Jim2, Minbean: both you guys are misinterpretting/distorting the meaning of the statement "The ability to play and enjoy ANY recording is one of the primary advantages of time/phase aligned speakers".
The GMA speakers do *NOT* cover-up bad recordings to make them sound good. That is *NOT* what is meant by the above statement.
I think that songwriter explained quite well what he meant to write. I cut & pasted his words here again: "Here's what i'm saying, and i'll try to put it as plain as possible. If your speaker has phase shift (most do) when you playback a distorted recording, the speaker's phase distortion is distorting everything that comes into it,including any recorded distortions, so your hearing distorted distortion. It's a multiplicative process, not additive."

From my personal experience I can vouch that bad recordings sound worse/much worse when the speaker adds its own distortion. The speaker's distortion sounds the worst of all the components in the audio chain, IMHO, because the phase shift put onto the music signal varies w/ frequency (because of the x-over circuit design). IOW, *IF* the speaker's distortion was constant over frequency I believe that the bad recordings would not have sounded so bad.
(it is true that the power amp's output is also freq dependent but IMHO the additional phase shift from this active circuit/power amp is much less than that from the passive speaker x-over network).

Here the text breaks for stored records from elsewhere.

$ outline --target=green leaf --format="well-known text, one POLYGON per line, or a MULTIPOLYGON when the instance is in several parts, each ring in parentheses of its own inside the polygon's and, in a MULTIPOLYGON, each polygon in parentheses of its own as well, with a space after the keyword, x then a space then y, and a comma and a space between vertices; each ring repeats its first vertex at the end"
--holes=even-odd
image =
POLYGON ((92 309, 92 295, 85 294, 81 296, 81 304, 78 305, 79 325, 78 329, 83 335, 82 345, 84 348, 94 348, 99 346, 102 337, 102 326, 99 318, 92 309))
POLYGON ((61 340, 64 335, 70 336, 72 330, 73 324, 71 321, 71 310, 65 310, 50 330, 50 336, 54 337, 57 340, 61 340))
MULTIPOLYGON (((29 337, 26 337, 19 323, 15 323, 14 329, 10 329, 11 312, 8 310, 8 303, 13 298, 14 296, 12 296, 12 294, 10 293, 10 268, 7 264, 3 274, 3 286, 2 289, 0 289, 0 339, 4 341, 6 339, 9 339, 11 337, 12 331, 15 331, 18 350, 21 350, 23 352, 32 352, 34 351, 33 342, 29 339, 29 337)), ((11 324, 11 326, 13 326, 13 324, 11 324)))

The GMA speakers have very little phase shift in the bulk of the audio band hence they allow the listener to listen to all of his/her music collection with far less fatigue than most other speaker offerings in the marketplace.

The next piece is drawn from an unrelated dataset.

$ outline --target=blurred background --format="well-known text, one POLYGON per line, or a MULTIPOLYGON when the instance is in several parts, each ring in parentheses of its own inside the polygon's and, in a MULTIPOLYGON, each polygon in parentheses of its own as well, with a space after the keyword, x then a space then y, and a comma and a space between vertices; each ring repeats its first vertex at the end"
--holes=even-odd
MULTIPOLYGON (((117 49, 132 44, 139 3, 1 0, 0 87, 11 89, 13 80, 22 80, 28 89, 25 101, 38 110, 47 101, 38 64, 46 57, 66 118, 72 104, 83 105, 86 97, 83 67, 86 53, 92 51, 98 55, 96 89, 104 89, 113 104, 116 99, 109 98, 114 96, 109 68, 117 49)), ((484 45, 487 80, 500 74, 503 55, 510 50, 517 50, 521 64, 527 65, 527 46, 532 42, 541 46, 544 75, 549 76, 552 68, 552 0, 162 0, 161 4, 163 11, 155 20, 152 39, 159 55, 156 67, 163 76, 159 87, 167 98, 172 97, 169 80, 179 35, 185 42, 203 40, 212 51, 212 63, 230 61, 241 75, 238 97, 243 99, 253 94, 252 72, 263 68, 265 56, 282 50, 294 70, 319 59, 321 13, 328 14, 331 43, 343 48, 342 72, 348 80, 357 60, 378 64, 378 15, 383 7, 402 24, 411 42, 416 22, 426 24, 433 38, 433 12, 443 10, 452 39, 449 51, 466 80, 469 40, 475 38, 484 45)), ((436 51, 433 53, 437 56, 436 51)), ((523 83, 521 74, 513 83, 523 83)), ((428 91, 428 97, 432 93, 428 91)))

This is all that we are trying to convey to the other members posting in this thread. Hopefully this is comprehensible to all! :-)

I've heard the Merlin VSM-MM floor-stander. I can confidently say that the Merlin & GMA sonic signatures are close cousins more than anything else. I think that the TSM sonic signature will follow the Merlin house sound (unless Bobby has a split personality where he is making a floor-stander for home use & a monitor speaker for studio/pro use! I don't think so but I could be wrong).

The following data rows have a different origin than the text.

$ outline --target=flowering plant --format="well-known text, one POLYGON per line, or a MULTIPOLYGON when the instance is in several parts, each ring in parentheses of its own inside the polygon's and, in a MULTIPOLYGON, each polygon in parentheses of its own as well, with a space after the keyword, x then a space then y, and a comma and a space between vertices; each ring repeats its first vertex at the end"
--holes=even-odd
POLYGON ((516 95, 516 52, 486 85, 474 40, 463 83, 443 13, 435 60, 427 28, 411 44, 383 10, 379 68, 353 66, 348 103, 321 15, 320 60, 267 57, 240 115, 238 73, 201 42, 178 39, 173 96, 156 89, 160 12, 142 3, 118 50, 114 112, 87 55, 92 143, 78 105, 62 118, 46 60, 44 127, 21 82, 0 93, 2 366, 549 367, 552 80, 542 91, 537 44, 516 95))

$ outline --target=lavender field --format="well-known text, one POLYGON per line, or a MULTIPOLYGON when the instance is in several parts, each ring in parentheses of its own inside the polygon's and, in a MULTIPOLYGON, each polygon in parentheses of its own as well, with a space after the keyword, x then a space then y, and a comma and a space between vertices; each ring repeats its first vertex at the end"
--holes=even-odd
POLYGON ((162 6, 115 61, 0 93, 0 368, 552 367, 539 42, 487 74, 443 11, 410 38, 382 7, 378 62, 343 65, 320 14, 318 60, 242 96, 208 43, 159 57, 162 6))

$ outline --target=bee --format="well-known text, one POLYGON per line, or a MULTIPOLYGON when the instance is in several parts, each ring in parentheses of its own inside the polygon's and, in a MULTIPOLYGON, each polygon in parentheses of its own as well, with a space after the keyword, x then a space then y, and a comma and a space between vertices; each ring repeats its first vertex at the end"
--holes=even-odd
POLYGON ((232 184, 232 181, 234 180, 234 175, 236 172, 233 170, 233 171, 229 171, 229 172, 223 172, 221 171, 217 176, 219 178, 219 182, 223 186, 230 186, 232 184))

Reading Minbean's latest posts I seem to be getting the feeling that he is looking for a studio/pro monitor to debug his amplifier designs. Correct?
If so, the GMA speakers are not (to the best of my knowledge) made for studio/pro monitoring use. They are meant for listening in the home environment.
If minbean is looking for studio/pro monitors how about the Rogers LS3/5a or some spin-off of this model (harbeth, Sterling, etc). Alternately, a Tannoy DMT series (owned by nearly every studio in the world) will also make an excellent monitor for this purpose.
I find this issue of making all of one's recordings sound good very interesting. It is something I look for in components, but probably would not were I a reviewer or designer. However, I don't think about it as making poor recordings sound good, which could be an exercise in covering up. Rather, I think of it as extracting and communicating all the music from all my recordings. Systems that only sound good with the best recordings lead to music collections that are heavy on Brazilian female vocalists accompanied by acoustic guitars and shakers. Puke.
hi drubin,
if you take a speaker that has flaws or a character of its own and combine that with a flawed recording and those flaws are embellished, you can end up with a mess. but if you take a flawed recording and play it through a neutral and accurate design, then the faults can become more listenable and the music can then be appreciated. that is the point. no one is trying to make a speaker that covers up faults.
and bombaywalla,
i specifically used a very soft tone so nothing could ever be taken as mud slinging and because i am a gentleman, i do not ever do this as a rule unless provoked and that rarely happens. i have respect for gma products and will not say anything against them.
so why not leave a man alone who is enjoying his new purchase instead of grinding away at him. he said he was offended already, what does that tell you.
here i am sticking up for my customer and not his speakers.